Name: Farah nidal alashik
Risk factors 5
Treatment plan 8-9
Serotonin syndrome occurs when taking drugs that cause accumulation of high level of serotonin in the body. Serotonin syndrome can occur when you increase your dose or add a new medicine to your treatment regimen. The use of certain illegal drugs and supplements is associated with serotonin syndrome.
Serotonin is a chemical produced by the body and it’s necessary for the work of neurons and brain. But high serotonin levels cause symptoms ranging from simple (chills, diarrhea) to severe (muscle stiffness, fever, and seizures). Severe serotonin syndrome can be deadly if not treated.
The excessive accumulation of serotonin results in symptoms of serotonin syndrome.
In normal circumstances, nerve cells in the brain or spinal cord produce serotonin, which helps regulate attention, behavior and body temperature. Other neurons in the body, mainly found in intestine, also produce serotonin. In these other regulating the digestive process, blood flow and breathing.
Although the possibility of taking one drug, increases serotonin levels can lead to serotonin syndrome in suspected individuals, this condition often occurs when some medication are combined. For example, serotonin syndrome may occur if you are taking an antidepressant with opioid analgesic. Another cause of serotonin syndrome is a deliberate overdose of antidepressant drugs.

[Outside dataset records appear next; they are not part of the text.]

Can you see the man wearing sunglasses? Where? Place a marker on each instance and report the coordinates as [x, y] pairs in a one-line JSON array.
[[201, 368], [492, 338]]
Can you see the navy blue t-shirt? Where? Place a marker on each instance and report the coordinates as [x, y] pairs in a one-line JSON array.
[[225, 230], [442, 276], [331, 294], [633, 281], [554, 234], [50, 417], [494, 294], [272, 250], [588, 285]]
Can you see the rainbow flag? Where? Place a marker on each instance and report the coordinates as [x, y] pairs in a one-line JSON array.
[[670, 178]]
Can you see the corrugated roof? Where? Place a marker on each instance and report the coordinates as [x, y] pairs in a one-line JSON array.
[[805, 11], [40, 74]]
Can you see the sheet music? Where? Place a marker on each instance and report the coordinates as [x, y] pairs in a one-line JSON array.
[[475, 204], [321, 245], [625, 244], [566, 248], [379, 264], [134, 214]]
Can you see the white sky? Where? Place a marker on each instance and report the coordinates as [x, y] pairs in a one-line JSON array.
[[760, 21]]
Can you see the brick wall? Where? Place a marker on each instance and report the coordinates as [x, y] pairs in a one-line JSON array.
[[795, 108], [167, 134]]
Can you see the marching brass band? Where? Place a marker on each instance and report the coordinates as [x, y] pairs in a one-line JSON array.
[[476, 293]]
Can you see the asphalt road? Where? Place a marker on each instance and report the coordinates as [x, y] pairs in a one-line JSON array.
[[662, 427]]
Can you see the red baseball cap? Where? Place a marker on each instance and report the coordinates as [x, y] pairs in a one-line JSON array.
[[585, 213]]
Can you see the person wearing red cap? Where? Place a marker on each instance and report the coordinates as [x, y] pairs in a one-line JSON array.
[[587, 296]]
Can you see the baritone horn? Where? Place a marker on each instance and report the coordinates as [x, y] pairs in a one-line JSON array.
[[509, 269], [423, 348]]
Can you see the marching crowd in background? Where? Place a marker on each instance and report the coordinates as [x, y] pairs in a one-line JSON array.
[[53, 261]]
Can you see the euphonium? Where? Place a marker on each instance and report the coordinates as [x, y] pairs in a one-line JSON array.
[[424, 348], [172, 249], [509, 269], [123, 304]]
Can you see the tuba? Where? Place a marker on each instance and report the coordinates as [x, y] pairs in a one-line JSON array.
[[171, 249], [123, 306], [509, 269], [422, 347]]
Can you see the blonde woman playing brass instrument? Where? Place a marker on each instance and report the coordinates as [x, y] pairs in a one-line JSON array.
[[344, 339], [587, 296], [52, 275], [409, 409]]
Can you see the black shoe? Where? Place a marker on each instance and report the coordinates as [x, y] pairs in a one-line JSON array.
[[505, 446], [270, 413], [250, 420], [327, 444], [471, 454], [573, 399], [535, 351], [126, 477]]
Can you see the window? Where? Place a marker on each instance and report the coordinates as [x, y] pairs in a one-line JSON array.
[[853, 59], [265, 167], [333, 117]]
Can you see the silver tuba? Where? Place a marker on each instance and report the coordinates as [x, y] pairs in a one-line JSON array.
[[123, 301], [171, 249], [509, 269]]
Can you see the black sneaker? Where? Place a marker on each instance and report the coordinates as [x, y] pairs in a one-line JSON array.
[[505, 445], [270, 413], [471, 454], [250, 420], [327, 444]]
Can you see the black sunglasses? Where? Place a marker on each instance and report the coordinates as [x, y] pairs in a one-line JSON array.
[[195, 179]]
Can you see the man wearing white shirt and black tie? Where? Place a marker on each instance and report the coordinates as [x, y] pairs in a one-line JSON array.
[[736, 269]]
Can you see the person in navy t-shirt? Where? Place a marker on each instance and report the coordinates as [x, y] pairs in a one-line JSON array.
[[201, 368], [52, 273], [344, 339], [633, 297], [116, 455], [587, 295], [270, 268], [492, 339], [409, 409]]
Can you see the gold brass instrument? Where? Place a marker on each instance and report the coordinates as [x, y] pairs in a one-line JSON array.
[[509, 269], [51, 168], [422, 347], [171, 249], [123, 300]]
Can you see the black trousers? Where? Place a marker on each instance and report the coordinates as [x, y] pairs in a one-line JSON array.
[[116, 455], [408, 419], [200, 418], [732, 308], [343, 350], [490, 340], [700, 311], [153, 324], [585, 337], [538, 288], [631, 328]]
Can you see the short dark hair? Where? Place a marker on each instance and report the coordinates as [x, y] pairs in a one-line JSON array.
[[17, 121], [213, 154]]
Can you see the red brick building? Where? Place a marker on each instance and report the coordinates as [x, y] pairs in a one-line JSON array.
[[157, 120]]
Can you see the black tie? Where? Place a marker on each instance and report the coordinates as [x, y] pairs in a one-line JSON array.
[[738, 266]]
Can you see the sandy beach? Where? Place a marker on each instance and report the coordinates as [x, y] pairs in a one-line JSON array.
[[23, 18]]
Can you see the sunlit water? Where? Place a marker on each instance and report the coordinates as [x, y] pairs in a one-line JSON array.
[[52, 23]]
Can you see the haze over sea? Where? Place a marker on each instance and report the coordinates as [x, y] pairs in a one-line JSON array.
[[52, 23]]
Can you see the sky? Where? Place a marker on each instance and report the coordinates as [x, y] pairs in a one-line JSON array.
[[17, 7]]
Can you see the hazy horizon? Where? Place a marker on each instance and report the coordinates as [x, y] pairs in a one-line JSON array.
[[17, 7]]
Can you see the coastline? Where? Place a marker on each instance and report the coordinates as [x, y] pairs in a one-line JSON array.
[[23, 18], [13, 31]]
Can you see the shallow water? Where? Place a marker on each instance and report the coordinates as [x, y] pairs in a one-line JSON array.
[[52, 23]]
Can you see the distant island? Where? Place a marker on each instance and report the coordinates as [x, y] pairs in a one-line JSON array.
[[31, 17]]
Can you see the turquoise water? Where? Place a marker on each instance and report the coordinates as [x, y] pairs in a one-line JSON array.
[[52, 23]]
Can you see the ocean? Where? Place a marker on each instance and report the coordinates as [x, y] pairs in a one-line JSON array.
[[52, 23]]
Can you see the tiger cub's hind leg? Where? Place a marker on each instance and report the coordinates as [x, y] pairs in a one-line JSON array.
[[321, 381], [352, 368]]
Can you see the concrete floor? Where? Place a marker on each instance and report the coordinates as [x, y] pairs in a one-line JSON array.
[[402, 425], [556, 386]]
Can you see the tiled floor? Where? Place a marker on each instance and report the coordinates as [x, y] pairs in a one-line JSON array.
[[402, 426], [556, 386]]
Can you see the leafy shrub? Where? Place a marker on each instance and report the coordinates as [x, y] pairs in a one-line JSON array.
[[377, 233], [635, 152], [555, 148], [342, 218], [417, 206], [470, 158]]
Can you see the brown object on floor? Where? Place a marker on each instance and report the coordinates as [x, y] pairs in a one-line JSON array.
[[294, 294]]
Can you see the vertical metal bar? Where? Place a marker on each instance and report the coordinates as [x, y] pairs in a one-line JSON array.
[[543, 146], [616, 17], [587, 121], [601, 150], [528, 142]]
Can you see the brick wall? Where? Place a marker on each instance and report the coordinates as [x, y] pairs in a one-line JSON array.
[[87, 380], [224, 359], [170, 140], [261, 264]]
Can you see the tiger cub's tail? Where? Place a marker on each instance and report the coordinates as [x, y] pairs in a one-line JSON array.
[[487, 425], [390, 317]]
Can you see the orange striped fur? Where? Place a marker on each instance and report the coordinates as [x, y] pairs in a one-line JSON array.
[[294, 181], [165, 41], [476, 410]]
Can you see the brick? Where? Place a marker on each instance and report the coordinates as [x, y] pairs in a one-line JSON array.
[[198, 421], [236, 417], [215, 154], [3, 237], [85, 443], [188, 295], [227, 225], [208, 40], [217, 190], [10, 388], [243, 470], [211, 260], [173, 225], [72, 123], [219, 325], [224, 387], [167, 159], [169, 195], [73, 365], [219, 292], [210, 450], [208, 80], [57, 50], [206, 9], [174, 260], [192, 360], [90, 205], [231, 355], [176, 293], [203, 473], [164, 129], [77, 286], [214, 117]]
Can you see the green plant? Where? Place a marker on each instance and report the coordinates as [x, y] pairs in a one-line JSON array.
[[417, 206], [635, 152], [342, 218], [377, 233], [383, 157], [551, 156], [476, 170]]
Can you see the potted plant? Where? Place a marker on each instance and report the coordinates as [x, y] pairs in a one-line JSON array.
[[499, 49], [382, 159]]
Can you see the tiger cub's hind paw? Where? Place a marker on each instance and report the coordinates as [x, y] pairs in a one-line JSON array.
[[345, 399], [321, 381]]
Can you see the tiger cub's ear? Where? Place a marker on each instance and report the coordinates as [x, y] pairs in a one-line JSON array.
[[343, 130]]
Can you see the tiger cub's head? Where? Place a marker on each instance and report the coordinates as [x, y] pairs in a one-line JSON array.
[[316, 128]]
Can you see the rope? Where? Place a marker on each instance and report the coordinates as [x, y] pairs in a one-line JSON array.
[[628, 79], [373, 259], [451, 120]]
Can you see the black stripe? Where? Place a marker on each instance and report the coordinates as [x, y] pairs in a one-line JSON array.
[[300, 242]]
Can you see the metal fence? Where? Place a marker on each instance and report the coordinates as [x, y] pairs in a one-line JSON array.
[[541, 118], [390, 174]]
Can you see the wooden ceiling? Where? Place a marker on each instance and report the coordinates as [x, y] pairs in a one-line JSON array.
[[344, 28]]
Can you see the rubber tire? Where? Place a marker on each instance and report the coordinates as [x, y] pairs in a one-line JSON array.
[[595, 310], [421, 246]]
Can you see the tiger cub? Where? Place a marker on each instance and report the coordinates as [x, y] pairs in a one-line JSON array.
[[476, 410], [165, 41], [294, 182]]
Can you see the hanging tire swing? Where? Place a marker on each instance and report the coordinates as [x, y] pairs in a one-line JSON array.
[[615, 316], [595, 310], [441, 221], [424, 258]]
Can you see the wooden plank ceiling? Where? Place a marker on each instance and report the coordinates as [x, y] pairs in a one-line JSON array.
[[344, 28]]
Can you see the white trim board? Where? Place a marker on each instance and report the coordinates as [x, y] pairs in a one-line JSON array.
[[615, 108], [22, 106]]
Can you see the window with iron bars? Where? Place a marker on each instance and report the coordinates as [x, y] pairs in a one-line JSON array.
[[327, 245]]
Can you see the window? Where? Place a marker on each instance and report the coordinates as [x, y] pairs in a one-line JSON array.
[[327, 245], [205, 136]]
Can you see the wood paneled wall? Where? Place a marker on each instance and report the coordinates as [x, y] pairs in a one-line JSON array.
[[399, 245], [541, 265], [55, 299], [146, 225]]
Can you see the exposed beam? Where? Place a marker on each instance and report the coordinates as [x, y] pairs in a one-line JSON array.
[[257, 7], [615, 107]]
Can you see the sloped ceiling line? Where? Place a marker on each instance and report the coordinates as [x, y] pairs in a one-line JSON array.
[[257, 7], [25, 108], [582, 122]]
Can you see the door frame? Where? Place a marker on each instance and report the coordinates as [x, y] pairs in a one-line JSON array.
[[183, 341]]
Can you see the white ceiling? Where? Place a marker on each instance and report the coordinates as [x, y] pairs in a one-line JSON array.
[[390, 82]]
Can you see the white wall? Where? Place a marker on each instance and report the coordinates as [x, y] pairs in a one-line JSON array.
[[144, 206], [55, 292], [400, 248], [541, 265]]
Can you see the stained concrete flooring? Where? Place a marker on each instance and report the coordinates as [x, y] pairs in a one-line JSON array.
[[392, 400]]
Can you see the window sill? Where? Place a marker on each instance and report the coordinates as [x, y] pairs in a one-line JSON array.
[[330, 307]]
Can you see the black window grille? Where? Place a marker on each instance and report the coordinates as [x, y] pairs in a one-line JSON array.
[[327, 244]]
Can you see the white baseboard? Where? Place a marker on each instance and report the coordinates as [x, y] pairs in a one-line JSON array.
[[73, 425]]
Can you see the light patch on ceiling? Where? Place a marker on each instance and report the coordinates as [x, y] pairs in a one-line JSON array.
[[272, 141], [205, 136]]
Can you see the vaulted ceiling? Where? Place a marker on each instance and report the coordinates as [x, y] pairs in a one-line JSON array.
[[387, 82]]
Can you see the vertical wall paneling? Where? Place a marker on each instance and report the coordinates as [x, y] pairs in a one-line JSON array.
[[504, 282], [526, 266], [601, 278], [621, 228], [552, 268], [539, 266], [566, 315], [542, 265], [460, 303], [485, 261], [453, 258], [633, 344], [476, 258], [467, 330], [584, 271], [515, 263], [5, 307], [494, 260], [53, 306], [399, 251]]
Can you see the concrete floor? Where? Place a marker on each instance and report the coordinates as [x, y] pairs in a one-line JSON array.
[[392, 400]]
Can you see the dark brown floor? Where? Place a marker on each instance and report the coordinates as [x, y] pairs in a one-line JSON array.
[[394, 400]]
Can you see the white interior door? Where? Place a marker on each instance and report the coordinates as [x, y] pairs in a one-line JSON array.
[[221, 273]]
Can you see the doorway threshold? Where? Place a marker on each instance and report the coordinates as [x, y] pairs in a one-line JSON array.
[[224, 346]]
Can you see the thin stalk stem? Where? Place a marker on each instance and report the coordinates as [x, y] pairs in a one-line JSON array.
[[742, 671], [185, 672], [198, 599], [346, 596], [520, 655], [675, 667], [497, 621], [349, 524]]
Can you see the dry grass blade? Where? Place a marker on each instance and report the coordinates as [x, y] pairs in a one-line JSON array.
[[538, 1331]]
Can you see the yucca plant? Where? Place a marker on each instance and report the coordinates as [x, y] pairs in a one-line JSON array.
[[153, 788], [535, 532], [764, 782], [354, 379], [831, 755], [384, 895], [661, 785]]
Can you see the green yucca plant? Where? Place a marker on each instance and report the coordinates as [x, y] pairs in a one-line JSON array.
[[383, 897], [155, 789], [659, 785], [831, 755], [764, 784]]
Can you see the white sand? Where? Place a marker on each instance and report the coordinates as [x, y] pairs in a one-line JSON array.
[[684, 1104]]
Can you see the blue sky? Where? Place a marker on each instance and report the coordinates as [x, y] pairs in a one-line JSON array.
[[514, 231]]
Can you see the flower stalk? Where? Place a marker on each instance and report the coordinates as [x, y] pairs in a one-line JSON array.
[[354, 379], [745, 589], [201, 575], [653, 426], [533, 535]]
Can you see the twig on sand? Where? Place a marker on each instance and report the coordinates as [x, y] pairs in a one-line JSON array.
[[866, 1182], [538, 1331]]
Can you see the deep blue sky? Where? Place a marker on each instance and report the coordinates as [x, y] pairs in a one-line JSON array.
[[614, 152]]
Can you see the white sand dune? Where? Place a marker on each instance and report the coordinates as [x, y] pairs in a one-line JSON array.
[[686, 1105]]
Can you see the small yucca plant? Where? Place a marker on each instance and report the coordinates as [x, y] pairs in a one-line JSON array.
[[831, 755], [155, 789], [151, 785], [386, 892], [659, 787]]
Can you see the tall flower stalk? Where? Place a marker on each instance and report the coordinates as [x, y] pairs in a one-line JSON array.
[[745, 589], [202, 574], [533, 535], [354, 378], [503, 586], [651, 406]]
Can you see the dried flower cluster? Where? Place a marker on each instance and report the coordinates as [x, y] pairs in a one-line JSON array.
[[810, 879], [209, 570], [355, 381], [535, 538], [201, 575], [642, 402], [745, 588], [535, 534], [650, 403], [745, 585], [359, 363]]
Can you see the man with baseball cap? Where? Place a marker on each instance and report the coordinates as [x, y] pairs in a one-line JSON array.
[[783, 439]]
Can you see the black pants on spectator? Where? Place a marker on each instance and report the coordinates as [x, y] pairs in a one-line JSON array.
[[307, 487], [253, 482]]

A number of prescription or non-prescription drugs may be associated with serotonin syndrome, especially antidepressant. This may also be related to illicit drug use and dietary supplements.
Some people are more susceptible to drugs and supplements that cause serotonin syndrome than others, but the condition can occur for anyone.
You may have risk of developing serotonin syndrome if you:
• If you has recently begun to take a dose or increase it from a drug known to increase serotonin levels.
• Herbal supplements are known to increase serotonin levels.
• Illicit drugs are known to increase serotonin levels.
Symptoms of serotonin syndrome usually occur within several hours of taking a new drug or increasing the dose of the drug yu are already taking. Symptoms include the following:
• Rapid heart rate and high blood pressure
• Muscle stiffness
Sever serotonin syndrome can be life-threatening. Signs and symptoms include:
• High fever
• Irregular heartbeats
One test does not confirm the diagnosis of serotonin syndrome. Your doctor will diagnose the disease by excluding other possibilities.
Your doctor will start asking about symptoms, medical history, and any medications you take. He may use tests to:
• Measure the levels of any drugs you use
• Check the signs of infection
• Check the body functions that may be affected by serotonin syndrome
Simple symptoms can result from many diseases. Causes of sever and moderate symptoms includes:
• Cholinergic antidepressant syndrome
• Malignant hyperplasia
The doctor may ask to do some test for example:
• Blood and urine tests
• Chest x-ray imaging
• Computed tomography (CT)
• Spinal puncture (lumbar puncture)
Treatment of serotonin syndrome depends on the severity of the symptoms. If the symptoms are simple, it may be enough to visit the doctor and stop the drugs that cause the problem.
If your symptoms are of concern to your doctor, you may need to go to the hospital. The doctor may ask the patient to stay in the hospital for several hours to ensure that the symptoms are improved.
In the case of acute serotonin syndrome, the patient may need intensive hospital treatment.
Depending on the symptoms, the following treatments are available:
• Muscle relaxants. Benzodiazepines, such as diazepam (valium) or laurazepam (Tiffany), can help control irritability, seizures and muscle stiffness.
• Serotonin inhibitors. If the patient does not benefit from other treatments, drugs such as cyproheptadine can help to limit serotonin production.
• Oxygen and intravenous fluids. The inhalation of oxygen through the mask helps maintain normal levels of oxygen in the blood, and intravenous fluids are useful in the treatment of drought and fever.
• Drugs that control heart rate and blood pressure. These drugs may include asymolol or nitroproids to reduce high heart rate or high blood pressure. If the blood pressure is too low, the doctor can give the patient phenyliferrin (ni-nifren) or epinephrine (adrenalin, epinephrine).
• Tube, respirator and medication for crippling muscle injury. The patient may need a breathing tube and medication to paralyze the muscles in case of high fever.
Slight forms of serotonin syndrome usually fade within 24 to 72 hours after stopping drugs that increase serotonin, and by obtaining drugs that actually limit serotonin effects in the device if needed. However, symptoms of serotonin-induced antidepressant syndrome may take several weeks to completely fade. These drugs remain longer in the body than other drugs that can cause serotonin syndrome.
Increased risk of living with serotonin syndrome is that regulation is more than a drug associated with serotonin, or you can prepare your dose of these drugs.
Talk to your doctor about possible risks. Do not take any of these medications on your own. If your doctor has prescribed a new medicine, be sure to know all other medicines.